Download the authoritative guide: Enterprise Data Storage 2018: Optimizing Your Storage Infrastructure
You may have heard that metadata is data about data (if that makes any sense). But how about metadata about metadata (data about data about data)?
Actually this is an important topic—understanding and monitoring how and when files are created, used, modified and removed. This information can tell you a great deal about what's happening with your data.
Quick questions: Can you quickly tell me the average file size on your storage system? Can you tell me the average file age?
Being able to answer these questions quickly can help you determine if you need new storage, what type of storage you need, and if you need to archive or move old data off your system, to something cheaper or perhaps just get rid of it (I know, heresy, right?). Gathering the information about the files on a file system, that is, gathering metadata about the metadata, is a critical—and very neglected—task in the storage world.
Suppose you are responsible for the budget for data storage. An admin or a user comes to you and says they are running out of space or that the performance of the storage is slow and they need new storage. I don't know about you, but I would want them to explain why. That means they need to explain what's going on with the storage. A friend of mine calls it "showing your math." If you are the administrator you will need to be able to present some understandable and useful information. For example,
- How quickly is the capacity is being consumed? Be sure to show this with some detail (not just a global view). For example, a simple chart that could illustrate which user or group of users is consuming the data the quickest is important.
- How much "old" data is there? (Maybe create a histogram showing the age of the files.)
- Who has the oldest files? (histogram by user and/or group)
- If you want a faster storage solution, can you show why you need one? Maybe you could show that you have a large number of files, lots of them are really small or really large, etc.
Plus, if I were responsible for the purse strings for new storage I would not like to be blind-sided with such a request at the last minute. I would like to have some idea that this request is coming so I can prep my management and also prep the funding channels. Therefore, it is a good idea to present this information (trends) to management over time. Maybe once a quarter or so you can do a quick presentation of the information?
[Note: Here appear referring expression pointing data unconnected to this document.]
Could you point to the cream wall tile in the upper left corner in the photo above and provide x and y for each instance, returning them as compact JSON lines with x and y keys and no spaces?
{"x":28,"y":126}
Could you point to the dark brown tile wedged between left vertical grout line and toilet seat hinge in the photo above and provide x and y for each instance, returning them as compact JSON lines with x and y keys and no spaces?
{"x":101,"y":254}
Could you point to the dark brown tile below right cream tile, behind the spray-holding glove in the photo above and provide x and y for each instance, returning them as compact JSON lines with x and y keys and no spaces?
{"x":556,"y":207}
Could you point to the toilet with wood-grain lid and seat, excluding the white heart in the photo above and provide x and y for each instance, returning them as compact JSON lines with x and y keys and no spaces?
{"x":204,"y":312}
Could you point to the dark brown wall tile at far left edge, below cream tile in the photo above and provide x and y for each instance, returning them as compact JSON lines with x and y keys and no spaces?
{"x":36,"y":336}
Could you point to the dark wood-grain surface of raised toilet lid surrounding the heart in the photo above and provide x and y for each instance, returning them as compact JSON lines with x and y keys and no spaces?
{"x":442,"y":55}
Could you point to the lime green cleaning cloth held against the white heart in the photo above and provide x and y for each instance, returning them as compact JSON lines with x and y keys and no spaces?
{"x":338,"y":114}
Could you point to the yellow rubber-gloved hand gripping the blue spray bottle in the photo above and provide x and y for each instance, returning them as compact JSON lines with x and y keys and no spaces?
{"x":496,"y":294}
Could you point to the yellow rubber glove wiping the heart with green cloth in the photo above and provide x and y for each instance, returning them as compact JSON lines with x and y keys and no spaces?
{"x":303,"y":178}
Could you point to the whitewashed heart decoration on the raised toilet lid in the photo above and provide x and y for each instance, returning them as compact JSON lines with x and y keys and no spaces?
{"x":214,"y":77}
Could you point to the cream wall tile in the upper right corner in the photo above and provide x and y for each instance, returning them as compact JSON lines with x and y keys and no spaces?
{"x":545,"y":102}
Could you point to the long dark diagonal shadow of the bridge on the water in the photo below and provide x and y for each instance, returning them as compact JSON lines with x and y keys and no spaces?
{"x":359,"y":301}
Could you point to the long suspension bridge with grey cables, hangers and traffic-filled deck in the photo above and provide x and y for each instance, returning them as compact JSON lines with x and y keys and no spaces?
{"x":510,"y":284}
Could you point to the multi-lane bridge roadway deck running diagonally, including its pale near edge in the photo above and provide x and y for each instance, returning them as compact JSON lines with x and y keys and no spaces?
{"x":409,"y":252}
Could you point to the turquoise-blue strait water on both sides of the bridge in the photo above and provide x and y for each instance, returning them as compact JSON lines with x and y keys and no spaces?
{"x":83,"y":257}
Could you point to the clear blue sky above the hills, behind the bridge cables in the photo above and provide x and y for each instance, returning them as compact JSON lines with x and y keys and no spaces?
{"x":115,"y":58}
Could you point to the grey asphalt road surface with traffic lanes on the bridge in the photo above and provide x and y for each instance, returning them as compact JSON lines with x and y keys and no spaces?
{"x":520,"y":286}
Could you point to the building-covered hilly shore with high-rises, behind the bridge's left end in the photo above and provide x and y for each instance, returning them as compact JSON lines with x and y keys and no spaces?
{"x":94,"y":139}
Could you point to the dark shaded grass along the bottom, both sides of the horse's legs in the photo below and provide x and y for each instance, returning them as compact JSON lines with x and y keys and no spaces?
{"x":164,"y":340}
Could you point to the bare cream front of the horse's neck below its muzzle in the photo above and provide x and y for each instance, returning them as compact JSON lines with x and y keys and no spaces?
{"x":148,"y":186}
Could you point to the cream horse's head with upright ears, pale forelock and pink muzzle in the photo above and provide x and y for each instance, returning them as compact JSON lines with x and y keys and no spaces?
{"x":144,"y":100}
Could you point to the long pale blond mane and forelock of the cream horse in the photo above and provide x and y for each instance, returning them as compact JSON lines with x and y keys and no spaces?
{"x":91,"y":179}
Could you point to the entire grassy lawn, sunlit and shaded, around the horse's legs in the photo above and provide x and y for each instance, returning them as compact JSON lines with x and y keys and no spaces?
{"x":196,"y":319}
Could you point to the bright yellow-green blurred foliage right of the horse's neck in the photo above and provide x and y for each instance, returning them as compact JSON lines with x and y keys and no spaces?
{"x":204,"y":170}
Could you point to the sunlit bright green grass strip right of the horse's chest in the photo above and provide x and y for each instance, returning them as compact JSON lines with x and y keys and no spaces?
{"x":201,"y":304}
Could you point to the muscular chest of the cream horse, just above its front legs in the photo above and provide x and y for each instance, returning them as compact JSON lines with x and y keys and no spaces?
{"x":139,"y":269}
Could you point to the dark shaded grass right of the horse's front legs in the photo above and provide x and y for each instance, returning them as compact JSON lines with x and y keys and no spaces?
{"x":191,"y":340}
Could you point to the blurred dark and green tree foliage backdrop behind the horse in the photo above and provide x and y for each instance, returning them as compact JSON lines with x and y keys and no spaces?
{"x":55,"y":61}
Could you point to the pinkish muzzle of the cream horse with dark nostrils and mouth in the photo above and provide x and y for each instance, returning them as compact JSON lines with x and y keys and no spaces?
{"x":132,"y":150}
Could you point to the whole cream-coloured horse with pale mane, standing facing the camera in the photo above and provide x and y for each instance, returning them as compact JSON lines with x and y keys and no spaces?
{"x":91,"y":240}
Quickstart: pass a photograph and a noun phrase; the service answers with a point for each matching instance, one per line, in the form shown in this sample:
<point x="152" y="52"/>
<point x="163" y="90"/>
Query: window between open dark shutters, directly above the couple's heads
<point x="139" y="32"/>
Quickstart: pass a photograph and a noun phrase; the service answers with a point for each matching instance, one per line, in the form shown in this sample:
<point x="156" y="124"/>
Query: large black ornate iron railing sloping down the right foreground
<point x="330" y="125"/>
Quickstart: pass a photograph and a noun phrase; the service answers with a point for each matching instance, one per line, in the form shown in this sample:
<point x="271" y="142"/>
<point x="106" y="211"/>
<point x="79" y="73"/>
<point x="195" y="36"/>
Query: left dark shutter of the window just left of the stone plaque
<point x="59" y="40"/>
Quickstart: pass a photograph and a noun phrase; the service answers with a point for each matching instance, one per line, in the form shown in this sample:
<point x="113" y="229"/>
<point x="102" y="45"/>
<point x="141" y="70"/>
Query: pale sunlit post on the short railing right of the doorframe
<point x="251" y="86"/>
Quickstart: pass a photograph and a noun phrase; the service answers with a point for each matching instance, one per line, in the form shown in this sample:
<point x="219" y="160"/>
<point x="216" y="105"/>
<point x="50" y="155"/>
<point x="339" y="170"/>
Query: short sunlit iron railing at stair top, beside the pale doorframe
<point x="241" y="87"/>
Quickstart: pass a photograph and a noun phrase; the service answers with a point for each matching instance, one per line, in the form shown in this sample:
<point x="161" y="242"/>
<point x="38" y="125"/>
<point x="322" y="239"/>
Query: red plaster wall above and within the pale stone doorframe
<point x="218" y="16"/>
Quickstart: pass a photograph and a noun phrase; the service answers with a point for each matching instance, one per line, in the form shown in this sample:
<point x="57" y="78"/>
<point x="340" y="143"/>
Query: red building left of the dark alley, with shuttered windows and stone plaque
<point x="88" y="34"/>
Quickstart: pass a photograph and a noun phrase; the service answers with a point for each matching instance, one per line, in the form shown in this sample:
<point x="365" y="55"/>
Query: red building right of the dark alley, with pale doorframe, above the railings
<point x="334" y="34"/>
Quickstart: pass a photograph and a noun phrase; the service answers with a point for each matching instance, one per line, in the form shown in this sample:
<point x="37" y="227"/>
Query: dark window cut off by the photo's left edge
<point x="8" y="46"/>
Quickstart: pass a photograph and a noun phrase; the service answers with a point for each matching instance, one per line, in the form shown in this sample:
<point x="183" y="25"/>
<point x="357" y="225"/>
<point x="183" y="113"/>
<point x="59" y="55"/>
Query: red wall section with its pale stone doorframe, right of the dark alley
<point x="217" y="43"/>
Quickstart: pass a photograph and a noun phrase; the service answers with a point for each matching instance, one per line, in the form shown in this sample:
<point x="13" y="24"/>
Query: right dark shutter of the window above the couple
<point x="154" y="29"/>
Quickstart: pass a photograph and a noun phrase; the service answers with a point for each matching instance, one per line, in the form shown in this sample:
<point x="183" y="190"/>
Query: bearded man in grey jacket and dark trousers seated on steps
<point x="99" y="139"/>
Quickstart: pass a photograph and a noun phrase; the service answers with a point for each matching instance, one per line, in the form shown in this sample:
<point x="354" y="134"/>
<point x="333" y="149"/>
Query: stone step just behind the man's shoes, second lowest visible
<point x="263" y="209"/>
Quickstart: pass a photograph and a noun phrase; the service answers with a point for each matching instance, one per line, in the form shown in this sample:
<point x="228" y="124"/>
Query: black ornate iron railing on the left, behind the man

There are some commercial tools that can do some of this. For example, spaceobserver can provide a great deal of metadata information about Windows file systems with the ability to sort it and view it. But it can't describe everything and isn't flexible enough (plus it doesn't do non-Windows file systems).
There are some open-source tools that might help as well. For example, fsstats is a Perl script that walks file trees and gathers some file system information and presents it to the user with a breakdown of the file data.
These tools, while providing some information, didn't provide everything I wanted in a way that was useful to me. Therefore, I decided to write my own tools so that I can understand a bit more about my data. My goal is to help you learn a bit about how important metadata of your metadata can be.
Tools, Tools, Tools
I chose to divide the tool into two pieces. The first one just walks a file tree and gathers metadata. The second piece takes two or more of these collections and performs a statistical analysis on them and creates a report. These are not intended to be final tools for production use, but rather starting points for developing your own tools or your own approach.
I've chosen to write the tools in Python because there are a wide variety of libraries, modules and tools that can be used, making my life easier. A few years ago, I wrote a simple tool, FS_scan that would walk a file tree and gather the file statistics and create a Comma Separate Values (csv) file that you could use in a spreadsheet. I'm going to start with that tool but separate the fundamental tasks of (1) gathering the data, and (2) processing the scan(s) for statistical information. The tools can be downloaded from this page.
Just a quick note about the tools and the programming style. I'm sure my Python coding style isn't really what is considered "pythonic." I've tried to use more modern features of Python such as iterators, but my overall style is not typical of Python developers. Plus, I use comments to indicate the end of a loop or an if statement. I've found that these help my coding. Comments and suggestions about the coding are always appreciated.
Gathering the Data
I won't spend too much time on the data gathering tool since much of the detail is in the older article. But for completeness sake, let me explain a bit about it.
Python has a module called os that allows you to walk a file system and also gather "stat()" information on the file using the os.stat function (method). As a result, the tool can easily gather the following information:
- The size of the file in bytes
- The ctime of the file (change time)
- The mtime of the file (modify time)
- The atime of the file (access time)
- The uid and gid of the file
The three "times" are output as seconds since the epoch but are easy enough to convert to something more meaningful using the Python time module.
The uid and gid are converted to "real" names, if possible, using the Python module/functions, pwd.getpwuid and grp.getgrgid. I like to do this because if you just store the numeric values and process the files on a different system, you may get different mappings from uid/gid to actual names. So I like to do the uid/gid "decoding" before I store the data.
The data gathering code, which I refer to as fsscan, stores the data in what is called a pickle file. This process takes Python objects and converts them to byte streams for actual writing. Reading the byte stream is just the reverse. Pickling allows you to take Python data structures and write them to a file in a single function.